Spread by mosquitoes, this type of worm finds its way into the bloodstream, and eventually the heart, of dogs and cats.  While more commonly found in southern states, this parasite continues to be seen more and more frequently in our area.  The Kettle Moraine Veterinary Clinic strongly recommends testing your dog on an annual basis for heartworm exposure. Learn more here.

These tiny, jumping parasites are more than just an annoyance for pets. Their bite can cause intense itching and allergic responses in some pets, and can transmit  other parasites, such as tapeworms.  Fleas are extremely hard to rid your home of, due to their proliferative nature-females can lay up to 2,000 eggs in their short lifespan!  Please contact the Kettle Moraine Veterinary Clinic if you are dealing with a frustrating flea infestation, for information, tips, and tricks for ridding your home of this nasty bug.

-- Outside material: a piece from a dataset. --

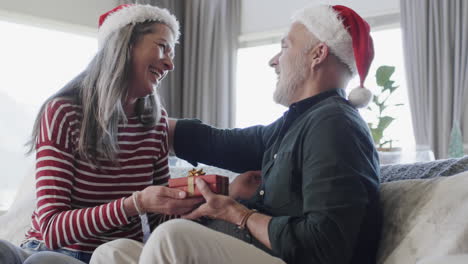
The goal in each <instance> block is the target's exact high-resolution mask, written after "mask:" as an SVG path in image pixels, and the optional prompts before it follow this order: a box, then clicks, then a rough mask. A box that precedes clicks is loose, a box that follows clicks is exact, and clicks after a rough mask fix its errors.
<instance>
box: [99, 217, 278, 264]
mask: <svg viewBox="0 0 468 264" xmlns="http://www.w3.org/2000/svg"><path fill="white" fill-rule="evenodd" d="M90 263H91V264H109V263H113V264H124V263H125V264H129V263H143V264H149V263H157V264H163V263H184V264H186V263H215V264H216V263H226V264H229V263H232V264H234V263H241V264H248V263H256V264H275V263H278V264H285V262H284V261H282V260H281V259H279V258H276V257H273V256H271V255H269V254H267V253H265V252H264V251H262V250H260V249H258V248H256V247H255V246H252V245H250V244H248V243H245V242H244V241H241V240H239V239H237V238H234V237H231V236H229V235H226V234H223V233H220V232H217V231H214V230H211V229H209V228H207V227H204V226H202V225H200V224H197V223H194V222H192V221H188V220H183V219H175V220H170V221H168V222H166V223H163V224H161V225H160V226H158V227H157V228H156V229H155V230H154V232H153V233H152V234H151V236H150V238H149V239H148V241H147V242H146V244H143V243H140V242H137V241H134V240H130V239H117V240H114V241H111V242H108V243H106V244H103V245H101V246H100V247H98V248H97V249H96V250H95V251H94V253H93V256H92V257H91V262H90Z"/></svg>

A human health hazard as well as an animal one, ticks are sneaky parasites-their saliva contains an anesthetic, numbing their host from feeling their bite. Lyme disease is the most prevalent disease transmitted by these parasites, but Ehrlichia and Anaplasmosis can be transmitted by ticks as well. Lyme disease symptoms may be nonspecific, such as lethargy, inappetance, or fever, but another common symptom is inconsistent lameness that occasionally can switch legs.  Call the Kettle Moraine Veterinary Clinic if you have any concerns about tick exposure in your pet, and be sure to test your dog on an annual basis for these tick-borne diseases. 

Intestinal Parasites

There are quite a few types of intestinal parasites found in the environment, and they are usually found in the things our pets most enjoy outside-the things they shouldn't be eating!  An intestinal dewormer is often found in the monthly heartworm preventative recommended for your dog, but new puppies and cats and kittens typically require different broad-spectrum dewormers, so discuss with your veterinarian if you have any questions.  A stool sample can tell us a lot about your pet's intestinal parasite burden, so bring one to your pet's next examination!